Returns: A shared pointer to the Tensor’s DLManagedTensorContext.

set_deallocation_stream

bool holoscan::Tensor::set_deallocation_stream(
cudaStream_t stream
)

Set the CUDA stream for stream-aware memory deallocation.

For sink operators that don’t emit data, this method should be called with the operator’s working CUDA stream to ensure allocators (like BlockMemoryPool) defer memory reuse until GPU operations on the stream complete. This prevents race conditions where memory is returned to the pool while GPU kernels are still reading from it.

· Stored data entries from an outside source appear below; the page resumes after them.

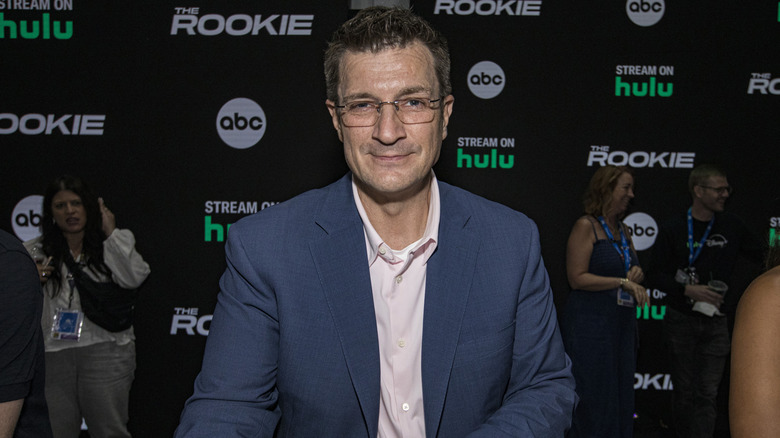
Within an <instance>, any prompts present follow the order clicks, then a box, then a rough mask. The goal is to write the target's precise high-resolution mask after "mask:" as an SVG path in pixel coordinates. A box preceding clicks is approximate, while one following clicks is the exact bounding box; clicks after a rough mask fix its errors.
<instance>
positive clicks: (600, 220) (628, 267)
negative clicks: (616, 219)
mask: <svg viewBox="0 0 780 438" xmlns="http://www.w3.org/2000/svg"><path fill="white" fill-rule="evenodd" d="M598 219H599V222H601V226H602V227H603V228H604V232H605V233H607V237H608V238H609V241H610V242H612V247H613V248H615V251H617V252H618V254H620V258H621V259H623V264H624V265H625V269H626V272H628V270H629V269H630V268H631V253H630V252H629V250H628V249H629V246H628V240H627V239H626V235H625V234H623V227H618V228H619V229H620V247H618V246H617V243H616V242H615V238H614V237H613V236H612V231H610V229H609V225H607V221H605V220H604V216H599V217H598ZM621 249H622V251H621Z"/></svg>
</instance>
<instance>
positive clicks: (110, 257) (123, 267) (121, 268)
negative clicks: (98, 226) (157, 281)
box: [103, 228, 151, 289]
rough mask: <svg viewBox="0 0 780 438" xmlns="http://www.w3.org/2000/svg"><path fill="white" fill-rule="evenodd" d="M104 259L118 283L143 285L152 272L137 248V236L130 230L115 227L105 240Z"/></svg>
mask: <svg viewBox="0 0 780 438" xmlns="http://www.w3.org/2000/svg"><path fill="white" fill-rule="evenodd" d="M103 260H104V261H105V263H106V266H108V268H109V269H110V270H111V274H112V280H114V282H116V284H118V285H120V286H122V287H124V288H128V289H132V288H136V287H138V286H140V285H141V283H143V282H144V280H146V277H148V276H149V273H150V272H151V271H150V269H149V264H148V263H146V262H145V261H144V259H143V257H141V254H139V253H138V251H136V249H135V236H134V235H133V233H132V232H131V231H130V230H126V229H119V228H115V229H114V230H113V231H112V232H111V234H110V235H109V236H108V237H107V238H106V240H104V241H103Z"/></svg>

This method only works for tensors whose memory is managed by a Holoscan/GXF allocator (i.e., tensors received from upstream operators in the pipeline). For tensors created from external sources via the DLPack interface (e.g., from CuPy or PyTorch), this method returns false and has no effect.

Returns: true if the stream was set successfully, false if the tensor’s memory is not managed by a Holoscan/GXF allocator.

Parameters

stream
cudaStream_t

The CUDA stream that last accessed this tensor’s data.


Member variables

NameTypeDescription
dl_ctx_std::shared_ptr< DLManagedTensorContext >The DLManagedTensorContext object.
memory_buffer_ptr_nvidia::gxf::MemoryBuffer *Pointer to the underlying MemoryBuffer when tensor is from a GXF allocator.